Robert Dołęga

Personal information
- Nationality: Poland
- Born: 31 December 1977 (age 48) Łuków, Poland
- Height: 1.81 m (5 ft 11+1⁄2 in)
- Weight: 105 kg (231 lb)

Sport
- Sport: Weightlifting
- Event: 105 kg
- Club: OKS Start Otwock

Medal record
Men's weightlifting
Representing Poland
European Championships
| Silver medal – second place | 2000 Sofia | 105 kg |
| Bronze medal – third place | 2008 Lignano Sabbiadoro | 105 kg |

= Robert Dołęga =

Polish weightlifter (born 1977)

Robert Dołęga (/pl/; born 31 December 1977) is a Polish weightlifter. He won a silver medal for the heavyweight division at the 2000 European Weightlifting Championships in Sofia, Bulgaria, and bronze at the 2008 European Weightlifting Championships in Lignano Sabbiadoro, Italy.

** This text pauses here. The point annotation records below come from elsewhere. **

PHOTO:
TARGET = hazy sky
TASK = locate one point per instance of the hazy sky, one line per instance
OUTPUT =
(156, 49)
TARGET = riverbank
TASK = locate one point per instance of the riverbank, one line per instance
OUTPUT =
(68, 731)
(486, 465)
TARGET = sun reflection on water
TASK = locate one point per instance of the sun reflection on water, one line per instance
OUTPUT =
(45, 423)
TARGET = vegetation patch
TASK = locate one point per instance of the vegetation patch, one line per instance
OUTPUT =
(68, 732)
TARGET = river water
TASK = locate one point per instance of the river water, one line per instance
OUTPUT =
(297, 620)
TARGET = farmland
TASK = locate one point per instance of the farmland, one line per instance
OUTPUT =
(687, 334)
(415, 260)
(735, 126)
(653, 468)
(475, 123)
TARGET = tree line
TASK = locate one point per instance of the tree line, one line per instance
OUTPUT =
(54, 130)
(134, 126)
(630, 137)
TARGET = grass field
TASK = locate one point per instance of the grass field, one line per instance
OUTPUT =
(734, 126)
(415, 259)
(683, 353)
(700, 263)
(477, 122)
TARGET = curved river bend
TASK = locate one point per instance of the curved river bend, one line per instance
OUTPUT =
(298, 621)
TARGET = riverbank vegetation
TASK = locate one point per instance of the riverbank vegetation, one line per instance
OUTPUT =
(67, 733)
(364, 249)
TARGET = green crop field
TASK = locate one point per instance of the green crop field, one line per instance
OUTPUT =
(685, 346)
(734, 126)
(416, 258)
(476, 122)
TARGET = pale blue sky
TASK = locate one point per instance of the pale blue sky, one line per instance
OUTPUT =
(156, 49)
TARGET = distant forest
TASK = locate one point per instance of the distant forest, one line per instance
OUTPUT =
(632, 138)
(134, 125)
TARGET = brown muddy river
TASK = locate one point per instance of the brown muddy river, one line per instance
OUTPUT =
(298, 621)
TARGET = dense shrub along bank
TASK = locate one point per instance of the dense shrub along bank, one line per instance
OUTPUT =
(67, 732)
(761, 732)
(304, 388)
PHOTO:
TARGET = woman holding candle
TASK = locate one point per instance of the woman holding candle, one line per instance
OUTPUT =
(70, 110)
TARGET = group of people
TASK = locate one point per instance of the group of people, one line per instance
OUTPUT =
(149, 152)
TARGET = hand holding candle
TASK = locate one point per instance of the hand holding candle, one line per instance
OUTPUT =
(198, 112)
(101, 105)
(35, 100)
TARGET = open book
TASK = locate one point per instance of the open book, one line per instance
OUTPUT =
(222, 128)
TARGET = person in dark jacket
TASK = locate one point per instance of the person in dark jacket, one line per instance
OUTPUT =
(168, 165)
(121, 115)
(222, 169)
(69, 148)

Dołęga competed in the men's heavyweight class (105 kg) at the 2004 Summer Olympics in Athens. He did not finish the event, after failing to lift a snatch of 180 kg in three attempts.

At the 2008 Summer Olympics in Beijing, Dołęga competed for his second time in the men's 105 kg class, along with his younger brother Marcin. Unlike his previous Olympics, he placed eighth in this event, as he successfully lifted 184 kg in the snatch, and hoisted 221 kg in the clean and jerk, for a total of 405 kg.